Experiments were carried out on fluids and sperm of two couples at a time, exposing sperm from each male to follicular fluid from their partner and a non-partner on several occasions. Sperm had to swim the length of a microcapillary tube across the petri dish; the number of those that made the journey successfully were then counted.
The study discovered that that eggs attract between 18% and 40% more sperm from the preferred male. How?
Sperm, as it turns out, have odor receptors in their heads that respond to the chemoattractants in the egg’s follicular fluid, thus influencing how vigorously the sperm swims.
“So when sperm go into the follicular fluid, they start to go straighter and they start to change the way they swim,” Fitzgerald said. “So depending on the strength of that signal, you can get different responses in how the sperm are responding to these female chemical signals within their follicular field.”
If the egg wants the sperm to swim in the “fast lane,” so to speak, it will send chemicals to encourage that. If it doesn’t, it may send chemicals to slow the sperm’s pace.
“That’s a really good analogy because in some cases the female’s follicular fluid is going to make one male sperm do the speedy front crawl and then another male sperm do the backstroke,” Fitzgerald said.
“The idea that eggs are choosing sperm is really novel in human fertility,” said senior author Daniel Brison, the scientific director of the department of reproductive medicine at Saint Mary’s Hospital in the UK, which is part of the Manchester University NHS Foundation Trust.
“Research on the way eggs and sperm interact will advance fertility treatments and may eventually help us understand some of the currently ‘unexplained’ causes of infertility in couples,” Brison said in a statement.
About a third of all cases of clinical infertility have unexplained causes, Fitzgerald said, adding that now that “we know that eggs are exerting some sort of control on sperm, we can start looking at that and start to narrow down that 30% of unexplained cases.”
“We’ve known for a long time that one or more components of follicular fluid may be important in helping the sperm find the egg, but to my knowledge it’s the first time that anyone has suggested that there might be some sperm-follicular fluid combinations that are better than others.
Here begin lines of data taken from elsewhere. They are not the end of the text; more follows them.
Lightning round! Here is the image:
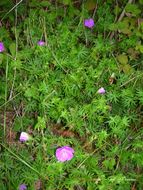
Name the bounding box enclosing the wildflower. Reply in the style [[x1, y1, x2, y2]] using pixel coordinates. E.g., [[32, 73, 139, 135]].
[[56, 146, 74, 162], [37, 40, 45, 46], [19, 132, 30, 142], [19, 184, 27, 190], [84, 18, 94, 28], [0, 42, 5, 52], [97, 87, 106, 94]]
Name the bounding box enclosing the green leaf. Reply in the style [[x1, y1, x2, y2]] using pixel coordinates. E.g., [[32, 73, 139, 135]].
[[125, 4, 141, 16]]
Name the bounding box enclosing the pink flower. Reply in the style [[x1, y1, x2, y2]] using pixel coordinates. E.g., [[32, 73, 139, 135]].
[[37, 40, 45, 46], [19, 132, 30, 142], [56, 146, 74, 162], [97, 87, 106, 94], [84, 18, 94, 28], [0, 42, 5, 52], [19, 184, 27, 190]]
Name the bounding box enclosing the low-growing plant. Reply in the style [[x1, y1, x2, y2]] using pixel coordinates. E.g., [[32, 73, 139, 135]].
[[0, 0, 143, 190]]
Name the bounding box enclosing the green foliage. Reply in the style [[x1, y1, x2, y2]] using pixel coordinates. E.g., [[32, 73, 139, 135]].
[[0, 0, 143, 190]]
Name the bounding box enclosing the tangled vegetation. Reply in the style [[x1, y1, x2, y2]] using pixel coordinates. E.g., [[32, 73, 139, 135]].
[[0, 0, 143, 190]]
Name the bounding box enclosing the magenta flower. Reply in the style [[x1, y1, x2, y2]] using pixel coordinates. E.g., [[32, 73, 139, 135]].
[[0, 42, 5, 52], [37, 40, 45, 46], [84, 18, 94, 28], [19, 184, 27, 190], [19, 132, 30, 142], [56, 146, 74, 162], [97, 87, 106, 94]]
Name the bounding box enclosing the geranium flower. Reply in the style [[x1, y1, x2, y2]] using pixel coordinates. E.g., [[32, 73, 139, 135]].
[[97, 87, 106, 94], [19, 184, 27, 190], [84, 18, 94, 28], [56, 146, 74, 162], [0, 42, 5, 52], [19, 132, 30, 142], [37, 40, 45, 46]]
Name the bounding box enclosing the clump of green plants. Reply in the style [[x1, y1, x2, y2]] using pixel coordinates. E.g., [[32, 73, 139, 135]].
[[0, 0, 143, 190]]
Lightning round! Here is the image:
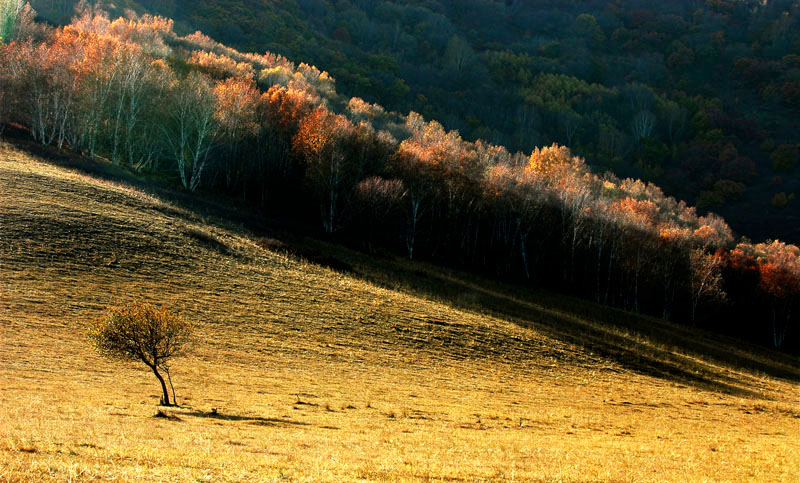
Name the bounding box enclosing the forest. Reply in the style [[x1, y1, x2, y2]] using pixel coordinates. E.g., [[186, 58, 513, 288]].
[[23, 0, 800, 243], [0, 0, 800, 352]]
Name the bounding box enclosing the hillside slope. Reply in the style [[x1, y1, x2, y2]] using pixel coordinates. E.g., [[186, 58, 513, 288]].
[[0, 145, 800, 481]]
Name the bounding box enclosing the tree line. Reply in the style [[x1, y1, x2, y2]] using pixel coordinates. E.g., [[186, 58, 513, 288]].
[[0, 0, 800, 351]]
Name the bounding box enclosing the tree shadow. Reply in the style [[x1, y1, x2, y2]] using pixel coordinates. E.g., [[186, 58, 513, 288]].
[[181, 409, 311, 426]]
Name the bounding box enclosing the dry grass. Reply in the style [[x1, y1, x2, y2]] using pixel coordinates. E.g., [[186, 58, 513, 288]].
[[0, 146, 800, 481]]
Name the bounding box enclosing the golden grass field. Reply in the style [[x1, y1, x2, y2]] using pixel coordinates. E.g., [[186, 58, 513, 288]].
[[0, 144, 800, 482]]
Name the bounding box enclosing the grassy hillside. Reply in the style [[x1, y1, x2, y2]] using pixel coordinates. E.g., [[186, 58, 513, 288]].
[[0, 141, 800, 481]]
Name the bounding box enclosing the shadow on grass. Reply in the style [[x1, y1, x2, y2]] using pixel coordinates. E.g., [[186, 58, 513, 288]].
[[10, 137, 800, 400], [351, 256, 800, 398], [181, 410, 311, 426]]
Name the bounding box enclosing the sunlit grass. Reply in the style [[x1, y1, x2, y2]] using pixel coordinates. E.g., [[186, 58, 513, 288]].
[[0, 146, 800, 481]]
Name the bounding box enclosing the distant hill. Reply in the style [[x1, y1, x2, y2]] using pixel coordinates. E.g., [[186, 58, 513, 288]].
[[29, 0, 800, 242], [0, 143, 800, 482]]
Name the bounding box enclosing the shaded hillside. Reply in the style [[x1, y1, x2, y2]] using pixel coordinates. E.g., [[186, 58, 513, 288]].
[[0, 6, 800, 352], [0, 145, 800, 481]]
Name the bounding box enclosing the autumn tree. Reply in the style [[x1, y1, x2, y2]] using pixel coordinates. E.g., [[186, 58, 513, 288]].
[[355, 176, 407, 249], [89, 303, 192, 406], [689, 248, 726, 324], [293, 107, 357, 233], [214, 78, 259, 189], [0, 0, 36, 44], [163, 72, 217, 191], [755, 241, 800, 348]]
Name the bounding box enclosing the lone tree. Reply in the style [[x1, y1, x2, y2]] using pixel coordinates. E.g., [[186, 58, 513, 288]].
[[89, 303, 193, 406]]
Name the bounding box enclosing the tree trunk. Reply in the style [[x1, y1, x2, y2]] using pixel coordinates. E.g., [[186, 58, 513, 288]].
[[150, 366, 173, 406]]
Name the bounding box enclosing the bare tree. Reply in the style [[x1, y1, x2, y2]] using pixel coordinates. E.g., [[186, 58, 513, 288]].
[[89, 303, 192, 406], [164, 73, 216, 191]]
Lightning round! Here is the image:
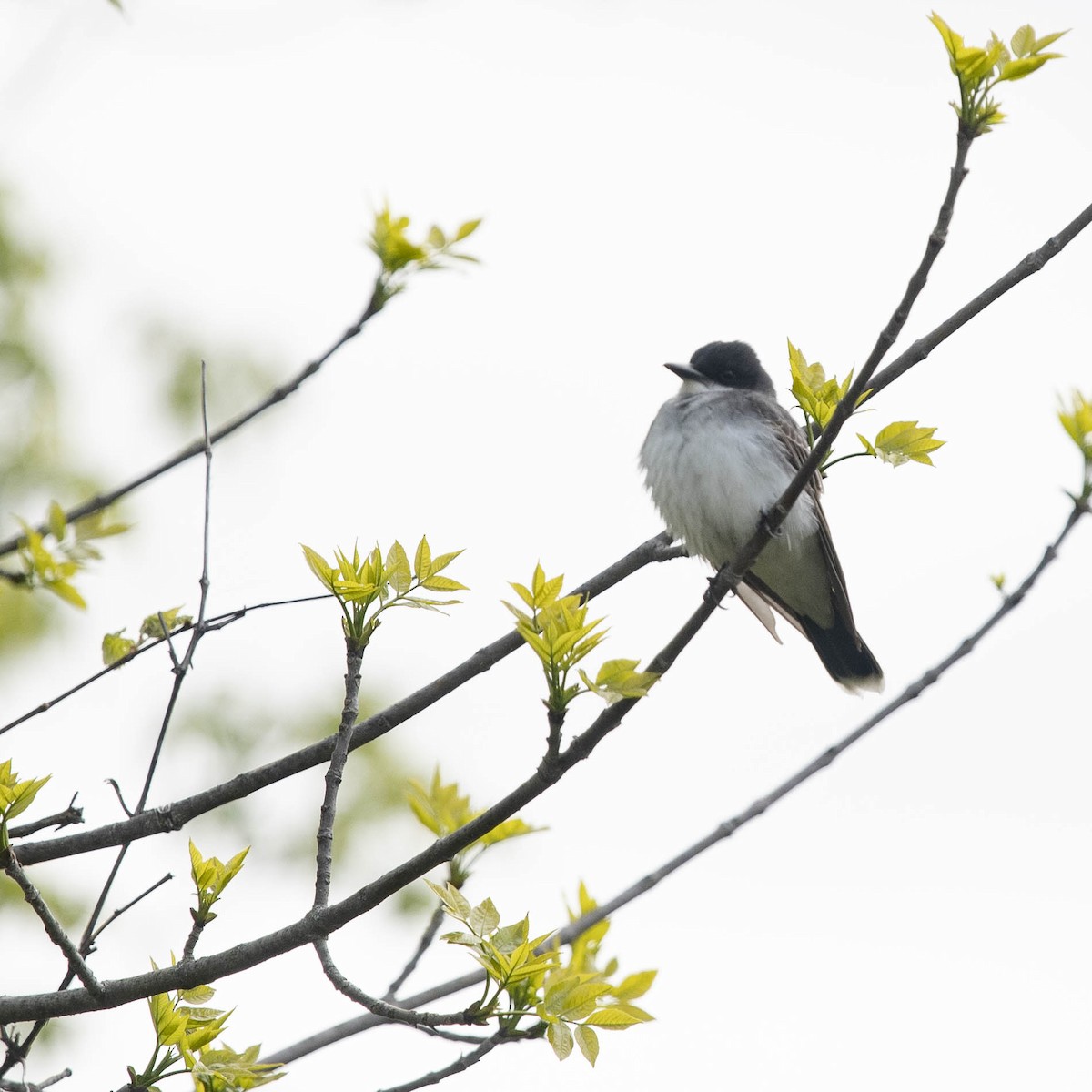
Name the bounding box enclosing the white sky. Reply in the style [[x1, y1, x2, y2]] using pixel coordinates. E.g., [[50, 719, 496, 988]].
[[0, 0, 1092, 1092]]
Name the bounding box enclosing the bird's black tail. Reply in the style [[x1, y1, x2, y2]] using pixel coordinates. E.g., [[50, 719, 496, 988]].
[[799, 615, 884, 693]]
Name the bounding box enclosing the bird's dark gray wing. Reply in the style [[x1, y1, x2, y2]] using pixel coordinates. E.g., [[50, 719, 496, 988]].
[[743, 395, 856, 633]]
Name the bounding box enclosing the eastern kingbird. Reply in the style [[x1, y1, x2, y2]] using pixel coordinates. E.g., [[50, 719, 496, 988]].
[[641, 342, 884, 690]]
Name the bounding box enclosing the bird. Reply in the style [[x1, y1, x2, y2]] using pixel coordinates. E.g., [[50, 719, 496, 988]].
[[640, 340, 884, 693]]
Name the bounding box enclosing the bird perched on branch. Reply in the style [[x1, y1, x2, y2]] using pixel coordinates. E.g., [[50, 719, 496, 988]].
[[641, 342, 884, 692]]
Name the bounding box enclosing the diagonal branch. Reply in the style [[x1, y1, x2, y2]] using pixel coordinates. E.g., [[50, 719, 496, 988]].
[[5, 848, 103, 1000], [869, 204, 1092, 399], [0, 296, 382, 556], [262, 501, 1088, 1064], [20, 531, 678, 864]]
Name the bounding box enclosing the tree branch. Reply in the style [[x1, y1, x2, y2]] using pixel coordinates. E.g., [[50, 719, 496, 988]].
[[0, 297, 380, 557], [15, 531, 678, 864], [262, 501, 1088, 1064], [5, 848, 103, 1000]]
That’s intriguing,” said Allan Pacey, a professor of andrology at the University of Sheffield in the UK, who was not involved in the study.
Couples who are currently experiencing infertility, however, shouldn’t worry about whether or not they have sperm and follicular fluid compatibility problems, he added.
“Whilst the results of this study are very interesting and the experiments elegantly performed, I am not sure whether they currently have any clinical relevance for anyone concerned about their fertility or undergoing IVF [in vitro fertilization],” Pacey said. “But they may well give researchers a better handle on how human sperm and eggs meet, and why that sometimes it goes wrong.”